RSS – endless possibilities … if only

When I said at the turn of the last year that RSS would explode in 2007, I don’t think I was being particularly prescient.

The RSS standard was then sufficiently well established that it was only a matter of time (and in internet time, that means months rather than years) before it took hold. Blogs were already pumping out RSS as standard and most news sites were latching onto it; Firefox had added support for Live Bookmarks and I saw the release of IE7 as being the catalyst for wider awareness.

Although there are many desktop RSS readers around, most people are finding it more convenient to do their computing in “the cloud” and anecdotal evidence suggests that Google Reader is perhaps now the RSS reader of choice.

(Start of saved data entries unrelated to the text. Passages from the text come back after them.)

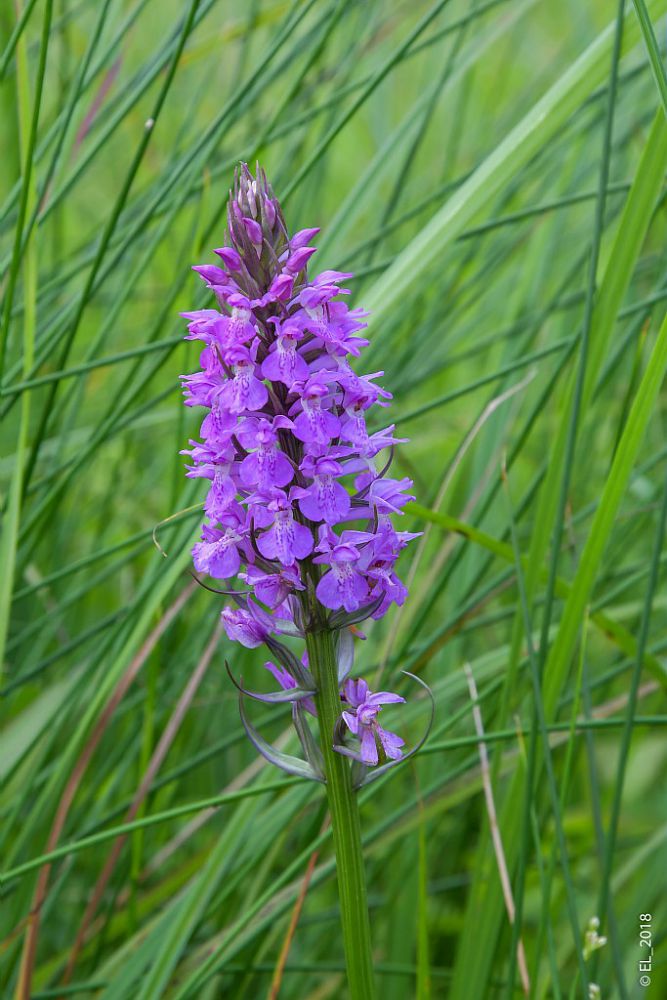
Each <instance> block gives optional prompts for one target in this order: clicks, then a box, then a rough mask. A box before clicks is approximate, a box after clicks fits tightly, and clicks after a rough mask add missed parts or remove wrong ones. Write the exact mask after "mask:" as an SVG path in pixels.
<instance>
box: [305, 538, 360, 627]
mask: <svg viewBox="0 0 667 1000" xmlns="http://www.w3.org/2000/svg"><path fill="white" fill-rule="evenodd" d="M357 534H358V532H352V531H344V532H343V534H342V535H341V536H340V537H339V536H338V535H335V534H334V533H333V532H332V531H331V529H330V528H329V527H328V526H326V525H322V527H321V528H320V541H319V544H318V546H317V549H316V551H317V552H318V553H319V555H317V556H315V558H314V559H313V562H314V563H318V564H324V565H326V566H329V567H330V569H329V571H328V572H326V573H325V574H324V576H323V577H322V578H321V579H320V581H319V583H318V585H317V590H316V594H317V599H318V601H320V602H321V603H322V604H323V605H324V607H325V608H332V609H334V610H335V609H336V608H345V610H346V611H356V609H357V608H359V607H361V605H362V604H363V603H364V601H366V599H367V598H368V583H367V582H366V578H365V577H364V575H363V573H362V572H360V570H359V568H358V563H359V560H360V559H361V552H360V550H359V548H357V546H356V545H354V542H353V538H352V536H355V535H357Z"/></svg>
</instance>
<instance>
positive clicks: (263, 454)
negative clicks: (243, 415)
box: [236, 415, 294, 490]
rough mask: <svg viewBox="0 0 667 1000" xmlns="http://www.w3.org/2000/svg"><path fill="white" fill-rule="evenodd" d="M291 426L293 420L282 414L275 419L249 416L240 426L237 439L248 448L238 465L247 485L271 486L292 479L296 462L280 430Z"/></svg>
mask: <svg viewBox="0 0 667 1000" xmlns="http://www.w3.org/2000/svg"><path fill="white" fill-rule="evenodd" d="M291 426H292V421H291V420H289V419H288V417H284V416H280V415H278V416H277V417H274V419H273V420H267V419H266V418H265V417H246V418H245V420H244V421H243V423H242V424H241V425H240V426H239V428H238V432H237V435H236V436H237V439H238V441H239V442H240V443H241V445H242V446H243V447H244V448H246V449H248V451H249V454H248V455H246V457H245V458H244V459H243V460H242V461H241V463H240V467H239V473H240V479H241V482H242V484H243V485H244V486H245V487H246V488H247V489H260V490H269V489H271V487H273V486H278V487H284V486H288V485H289V483H291V482H292V480H293V479H294V466H293V465H292V462H291V461H290V459H289V458H288V457H287V455H286V454H285V452H284V451H282V450H281V448H280V446H279V439H278V431H279V430H281V429H284V428H286V427H291ZM253 448H254V449H255V450H254V451H251V450H250V449H253Z"/></svg>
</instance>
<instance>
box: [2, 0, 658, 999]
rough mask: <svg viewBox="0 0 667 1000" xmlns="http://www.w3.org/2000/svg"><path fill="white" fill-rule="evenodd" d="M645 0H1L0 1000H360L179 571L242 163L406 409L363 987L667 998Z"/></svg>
mask: <svg viewBox="0 0 667 1000" xmlns="http://www.w3.org/2000/svg"><path fill="white" fill-rule="evenodd" d="M666 14H667V0H626V2H625V3H624V2H623V0H621V2H620V3H619V2H616V3H612V2H611V0H609V2H603V0H584V2H580V0H563V2H562V3H558V4H552V3H548V2H547V0H437V2H434V3H432V2H430V0H412V2H406V0H385V2H381V0H246V2H245V3H230V2H226V0H159V2H158V0H95V2H93V0H13V2H10V0H2V2H1V3H0V296H1V299H2V305H1V307H0V366H1V371H2V381H1V383H0V415H1V425H0V504H1V513H2V522H1V531H2V534H1V536H0V666H1V674H2V678H1V681H0V689H1V691H2V702H1V707H0V713H1V719H2V735H1V737H0V739H1V752H0V778H1V781H0V845H1V846H0V859H1V864H0V867H1V869H2V881H1V885H0V901H1V903H0V995H1V996H2V997H7V998H11V997H16V998H17V1000H46V998H47V997H69V996H76V997H82V998H99V1000H130V998H131V1000H157V998H161V997H165V998H169V1000H215V998H222V997H230V998H234V1000H237V998H238V1000H241V998H243V1000H256V998H267V1000H275V998H277V997H280V998H281V1000H304V998H313V1000H326V998H331V1000H339V998H344V997H345V996H346V981H345V964H344V957H343V948H342V941H341V935H340V929H339V922H338V895H337V890H336V879H335V864H334V858H333V854H332V844H331V830H330V827H329V825H328V820H327V808H326V800H325V796H324V792H323V789H322V787H321V786H320V785H316V784H311V783H309V782H304V781H303V780H301V779H299V778H297V777H288V776H286V775H284V774H282V773H281V772H279V771H277V770H273V769H272V768H270V766H269V765H268V764H267V763H266V762H265V761H264V760H263V759H262V758H260V757H258V755H257V753H256V751H255V750H254V748H253V747H252V745H251V744H250V743H249V742H248V740H247V739H246V737H245V734H244V731H243V727H242V724H241V721H240V718H239V710H238V692H237V691H236V690H235V688H234V687H233V685H232V684H231V682H230V680H229V678H228V676H227V674H226V672H225V666H224V662H225V659H227V660H229V662H230V665H231V666H232V668H233V670H234V673H235V675H236V676H237V677H240V676H242V677H243V680H244V682H245V683H246V684H247V685H248V686H249V687H251V688H255V689H257V688H260V689H263V690H268V689H269V682H268V680H267V675H266V672H265V671H264V670H263V668H262V664H263V661H264V656H263V654H262V651H261V650H248V649H244V648H243V647H241V646H239V645H237V644H235V645H232V644H231V643H230V642H228V640H227V639H226V637H225V635H224V633H223V632H222V630H221V627H220V618H219V613H220V611H221V609H222V607H223V606H224V603H225V599H224V597H222V596H221V595H219V594H216V593H212V592H210V591H209V590H207V589H205V588H204V587H200V586H198V585H197V583H196V582H195V581H194V580H193V579H192V576H191V575H190V573H189V569H190V565H191V555H190V550H191V547H192V544H193V543H194V542H195V541H196V539H197V537H198V532H199V528H200V522H201V516H202V515H201V502H202V499H203V496H204V492H205V489H204V484H202V481H201V480H198V479H194V480H192V479H186V478H185V476H184V458H183V456H182V455H180V454H179V451H180V450H181V449H182V448H184V447H186V446H187V442H188V438H190V437H193V436H195V435H196V434H197V429H198V426H199V422H200V419H201V414H199V413H197V412H195V411H193V410H189V409H186V408H185V407H184V406H183V405H182V396H181V389H180V385H179V380H178V376H179V375H180V374H182V373H186V372H189V371H193V370H194V369H195V368H196V367H197V359H198V349H197V346H196V345H194V344H192V343H191V342H188V341H186V342H184V341H183V336H184V334H185V332H186V329H185V321H184V320H183V319H182V318H181V316H180V315H179V314H180V313H181V312H182V311H185V310H188V309H193V308H202V307H205V306H206V305H208V304H210V293H207V291H206V289H205V288H204V287H203V286H202V284H201V282H199V281H198V279H197V277H196V275H194V274H193V272H192V271H191V269H190V268H191V265H192V264H202V263H214V261H215V258H214V257H213V254H212V249H213V248H214V247H219V246H221V245H222V244H223V242H224V235H225V225H226V222H225V214H224V211H225V205H226V200H227V197H228V192H229V188H230V185H231V183H232V179H233V173H234V168H235V166H236V165H237V164H238V163H239V161H247V162H248V163H249V164H250V165H251V166H254V164H255V162H256V161H259V162H260V164H261V165H262V166H263V168H264V169H265V170H266V172H267V175H268V176H269V178H270V180H271V183H272V185H273V187H274V190H275V192H276V195H277V196H278V198H279V199H280V200H281V203H282V205H283V209H284V212H285V215H286V218H287V221H288V224H289V226H290V228H291V230H292V231H294V230H297V229H300V228H303V227H310V226H320V227H321V228H322V232H321V234H320V236H319V237H318V245H319V250H318V253H317V255H316V257H315V258H314V260H313V262H312V264H311V268H310V269H311V272H312V273H316V271H317V270H318V269H323V268H337V269H340V270H345V271H348V270H349V271H352V272H354V275H355V277H354V278H353V279H352V280H351V281H350V282H349V287H350V288H351V290H352V296H351V303H352V304H353V305H355V306H364V307H365V308H367V309H369V310H370V316H369V320H368V324H369V325H368V338H369V340H370V346H369V348H368V349H367V351H366V356H365V359H364V361H365V364H364V369H365V370H366V371H382V372H383V373H384V375H383V377H382V379H381V382H382V384H383V385H384V386H386V387H387V388H388V389H390V390H391V392H392V393H393V395H394V400H393V404H392V409H391V410H390V411H389V414H390V416H391V419H392V420H393V421H395V423H396V425H397V433H398V435H399V436H400V437H403V438H409V443H405V444H401V445H400V446H399V447H398V448H397V449H396V452H395V455H394V466H393V468H394V472H395V474H396V475H399V476H409V477H410V478H411V479H412V480H413V482H414V488H413V490H412V492H413V493H414V495H415V497H416V500H415V502H413V503H411V504H409V505H408V507H407V508H406V512H405V515H404V517H403V519H402V522H401V525H400V526H401V528H405V529H407V530H410V531H419V532H423V534H422V537H421V538H420V539H419V540H418V541H416V542H414V543H413V544H412V545H411V547H410V548H409V549H407V550H406V552H405V553H404V554H403V556H402V558H401V562H400V575H401V577H402V579H403V580H404V581H405V582H406V583H407V584H408V586H409V588H410V596H409V598H408V600H407V601H406V603H405V605H404V606H403V607H402V608H393V609H392V611H391V612H390V613H389V614H388V615H387V616H386V617H385V618H384V619H382V620H381V621H379V622H372V623H366V625H364V630H365V633H366V635H367V639H366V641H365V642H361V641H359V642H357V643H356V647H357V649H356V656H357V669H358V670H360V671H361V670H363V671H364V673H365V675H366V676H367V677H369V679H370V678H373V680H374V682H375V684H374V687H389V688H390V689H391V690H395V691H398V692H399V693H400V694H402V695H404V696H405V697H406V699H407V704H406V705H405V706H402V707H401V708H400V709H389V710H388V711H387V715H388V716H390V718H391V723H392V728H394V729H396V731H399V732H400V733H401V735H402V736H404V737H405V739H406V741H407V743H408V745H410V744H414V743H415V742H416V741H417V740H418V739H419V738H420V736H421V734H422V733H423V731H424V727H425V726H426V724H427V722H428V717H429V711H430V708H429V700H428V697H427V695H426V693H425V692H424V690H423V689H422V687H420V686H419V685H417V684H415V683H414V681H413V680H411V679H410V678H408V677H406V676H405V675H404V674H402V673H401V671H410V672H411V673H413V674H415V675H417V676H418V677H419V678H420V679H421V680H423V681H424V682H425V683H426V684H427V685H428V686H429V687H430V689H431V691H432V693H433V698H434V701H435V718H434V723H433V727H432V729H431V732H430V735H429V738H428V741H427V743H426V745H425V746H424V747H423V748H422V750H421V751H420V752H419V753H418V755H416V756H415V757H414V758H412V759H411V760H409V761H407V762H406V763H405V764H404V765H403V766H401V767H400V768H397V769H396V770H395V771H391V773H390V774H388V775H382V776H380V777H379V780H377V781H374V782H373V783H372V784H369V785H368V787H366V788H364V789H363V790H362V791H361V793H360V809H361V822H362V836H363V841H364V849H365V865H366V873H367V880H368V892H369V905H370V917H371V928H372V937H373V949H374V963H375V970H376V976H377V982H378V989H379V993H380V995H381V996H382V998H383V1000H406V998H412V997H414V998H417V1000H436V998H445V997H446V998H448V1000H486V998H490V1000H500V998H507V1000H511V998H513V997H522V996H526V997H528V996H529V997H534V998H538V1000H547V998H555V1000H561V998H562V1000H569V998H570V997H583V998H588V997H595V996H600V997H601V998H602V1000H612V998H620V1000H630V998H636V997H639V996H646V997H647V998H648V1000H650V998H658V997H661V996H667V902H666V896H665V871H666V870H667V796H666V794H665V793H666V791H667V787H666V786H667V782H666V781H665V771H666V766H667V740H666V735H667V729H666V728H665V727H666V725H667V702H666V700H665V688H666V686H667V669H666V668H667V589H666V588H665V574H666V569H667V567H666V566H665V562H666V561H667V549H666V547H665V523H666V519H667V412H666V409H665V404H666V402H667V397H666V396H665V392H664V387H663V378H664V375H665V372H666V371H667V253H666V252H665V236H666V234H667V216H666V214H665V200H666V196H667V191H666V188H665V176H666V173H667V118H666V117H665V115H666V112H667V77H666V75H665V63H664V57H663V56H664V53H663V50H664V43H665V40H666V38H667V22H666V19H665V15H666ZM379 426H380V425H379V424H378V425H377V427H374V428H373V429H378V428H379ZM213 584H214V582H213ZM248 711H249V714H250V713H252V719H253V724H255V725H256V726H257V728H258V729H260V730H261V732H262V734H263V735H264V736H265V737H266V738H267V739H270V740H271V741H272V742H273V743H274V744H275V745H277V746H279V747H280V748H282V749H284V750H287V751H288V752H294V751H295V750H296V747H297V742H296V738H295V736H294V734H293V733H292V730H291V728H290V726H289V710H288V708H287V707H284V706H283V707H280V706H279V705H278V706H266V705H263V706H262V705H250V706H249V709H248ZM390 713H391V715H390ZM595 917H597V918H598V919H599V921H600V924H599V927H598V928H597V933H598V934H599V935H602V936H604V938H606V942H604V943H603V942H602V941H601V940H596V939H595V934H594V933H593V931H594V930H595V926H594V925H590V921H591V918H595ZM642 927H644V928H649V929H650V943H651V944H652V947H653V950H652V952H649V948H648V947H645V946H642V944H641V940H642V939H641V937H640V932H641V930H642ZM644 935H645V944H646V942H647V941H648V940H649V939H648V938H646V930H645V931H644ZM596 945H600V947H596ZM647 960H648V966H647V967H646V968H640V965H639V963H640V962H642V961H644V962H646V961H647ZM644 974H645V975H647V976H648V977H649V979H650V984H648V985H646V986H645V987H644V986H643V985H641V983H640V976H641V975H644ZM596 988H599V992H596Z"/></svg>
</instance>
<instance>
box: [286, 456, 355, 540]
mask: <svg viewBox="0 0 667 1000" xmlns="http://www.w3.org/2000/svg"><path fill="white" fill-rule="evenodd" d="M299 469H300V471H301V472H302V473H303V474H304V476H306V478H307V479H308V480H312V483H311V485H310V486H308V487H307V488H306V489H300V491H299V493H298V496H299V508H300V510H301V512H302V514H304V515H305V516H306V517H307V518H308V519H309V520H311V521H325V522H326V523H327V524H331V525H333V524H338V522H339V521H344V520H345V518H346V517H347V515H348V513H349V510H350V494H349V493H348V492H347V490H346V489H345V487H344V486H342V485H341V484H340V483H339V482H338V481H337V480H338V478H339V477H340V476H342V475H343V474H344V469H343V467H342V465H341V464H340V462H337V461H336V459H335V458H329V457H328V456H326V455H323V456H321V457H319V458H316V457H314V456H312V455H306V457H305V458H304V460H303V462H302V463H301V465H300V466H299Z"/></svg>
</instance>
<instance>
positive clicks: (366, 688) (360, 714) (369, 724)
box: [342, 678, 405, 765]
mask: <svg viewBox="0 0 667 1000" xmlns="http://www.w3.org/2000/svg"><path fill="white" fill-rule="evenodd" d="M342 697H343V701H344V702H345V703H346V704H347V705H348V706H349V708H347V709H345V711H343V713H342V718H343V721H344V722H345V725H346V726H347V728H348V729H349V731H350V732H351V733H352V734H353V736H356V737H357V739H358V740H359V759H360V760H361V761H362V762H363V763H364V764H370V765H374V764H377V763H378V759H379V756H378V746H379V747H380V748H381V750H382V752H383V753H384V754H385V756H387V757H389V758H391V759H392V760H398V758H399V757H401V755H402V750H401V747H402V746H404V744H405V740H402V739H401V737H400V736H397V735H396V733H391V732H389V731H388V730H387V729H383V728H382V726H381V725H380V723H379V722H378V721H377V717H378V714H379V713H380V711H381V710H382V708H383V707H384V706H385V705H391V704H396V703H399V702H404V701H405V698H402V697H401V696H400V695H399V694H393V693H392V692H390V691H378V692H377V693H376V694H371V692H370V690H369V688H368V684H367V683H366V681H365V680H363V678H359V679H356V680H352V679H350V680H347V681H346V682H345V685H344V687H343V695H342Z"/></svg>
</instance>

But the potential for RSS lies not simply in the benefits it provides for individuals to consume and manage breaking news/current awareness feeds for themselves, it lies in the literally endless opportunities it offers for us to repurpose that information to our own ends. There are numerous applications now that enable you to publish RSS feeds on your web pages; to aggregate and filter feeds and generate custom feeds from that; and to feed these feeds into services that themselves produce feeds.

The only problem I have with all this cool stuff is the nightmare vision that we are creating endless loops which sooner or later will bring the global network down!

In the UK legal field, there are plenty of useful blog and news feeds to be getting on with; but it is to their shame that, outside these spheres, established publishers have so far failed to come up with the goods:

  • the Statute Law Database – finally released after more than 14 years development – has not seen fit (despite my entreaties) to implement feeds of latest legislation (and if you do so, by year and number, both descending please!)
  • the law publishers may be doing things with their current awareness content behind the paywall, but the unarguable benefits of their publishing feeds of their latest publications have thus far escaped them (the only current exception being Wiley Law)
  • even BAILII – at the vanguard of the free legal web – does not yet (publicly) publish feeds of latest cases (they do produce an unannounced beta – from which a few pipes)

Get on with it!

13 thoughts on “RSS – endless possibilities … if only

  1. The frustration of being an early adopter. :)

    But you’re absolutely correct in saying these are the building blocks – mixing, filtering and creating content collections of value – all are dependent on these blocks being available.

  2. Yes, I wanted to aggregate feeds from ‘serious’ family law news sites, but neither Family Law NewsWatch nor Family Law Week has a feed.

  3. I absolutely share your frustrations with the lack of progress made by some very well established organisations in implementing RSS. I have today stumbled across an RSS feed from Blackwell online http://bookshop.blackwell.co.uk/rss/uk/LAW000000.xml which isn’t strictly a legal publisher but good stuff nonetheless. Having said that I’m frustrated by the progress organisations are making with RSS, there has been some progress recently “behind the paywall” which is to be encouraged.

    One of the questions I’m often asked is what “Web 2.0 tool” should organisations start looking at first and I always usually say RSS, simply because as you suggest it underpins every other Web 2.0 too, without out it you couldn’t generate feeds from Blogs or Wikis or distribute content internally. So your point about RSS being a building block is absolutely correct and now more then ever valid.

  4. Legal publishers are still trying to find their way in the 2.0 world, just at music publishers are still trying to figure out their business model post-iTunes.

    If they push it out for free through RSS how do you make money?

    I am seeing movement to pushing out RSS, but it is still slow.

  5. @Doug I’m not suggesting publishers should necessarily push out anything that isn’t already free. The examples I’ve cited are all free access materials; we just need them to hook us into it with RSS.

  6. @Nick, Of course if it is free, they have less money or incentive to change. Government is one of the best examples.

    In the US, the SEC only pushes part of its new stuff out in RSS. Courts should be pushing their decisions out by RSS.

    It is interesting to see the ABA publications and American Lawyer pushing their stories out by RSS.

  7. Thanks Nick. Do you know how to merge 2 feeds into one? Been trying various methods, including Yahoo Pipes, but for some reason it doesn’t seem to like the feeds that feedity created.